The theater not only supports different foundations, but it is supported itself by donors who believe in the important role it plays helping the community in Chicago. Some of the most important donors are the Actors’ Equity Foundation, Arts Work Fund, Bank One America, Cheiron Trading, The Chicago Community Trust, Citi Private Bank, Google, Illinois Arts Council Agency and The John D. & Catherine T. MacArthur Foundation.
How did all start and what is the Theater doing for its community today?
In 1985, four men – Ed Blatchford, James Leaming, William Payne and Rick Cleveland- who loved theater founded the American Blues Theater. It all started as a theater company dedicated to performing classic and new American plays. It was well accepted by the press and the community and promptly grew into a bigger theater company. In 1993, the company moved to a rented warehouse and in 38 days with the help of more than 90 volunteers, space was transformed into a 134-seat theater that operated thanks to the community and for the community.
Until 2009, the Ensemble was led by diverse Artistic Directors different to the founders. Changing and growing thanks to the hard work of its different members. The different managerial styles and ideas input by a couple leaders allowed the theater to expand in time and also to be dissolved due to creative differences in 2009. Luckily, right after the Ensemble dissolved, it was put back together and reformed, getting an outstanding support and guidance from its founders.

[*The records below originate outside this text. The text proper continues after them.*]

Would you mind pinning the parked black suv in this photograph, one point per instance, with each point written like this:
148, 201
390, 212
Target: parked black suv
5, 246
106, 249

During 2009, Gwendolyn Whiteside started working as the Artistic Director of the theater, leading the Ensemble and adding 28 new Artistic Affiliates, diversifying its base of artists. Mrs. Whiteside is responsible for the creation of the annual Blue Ink Playwriting Award and the Blueprint play development for new work. Also, she included community work into the organization’s mission, designing an arts education program for Public Schools in Chicago, called The Lincoln Project for Chicago Public Schools benefiting more than 1.000 students every year.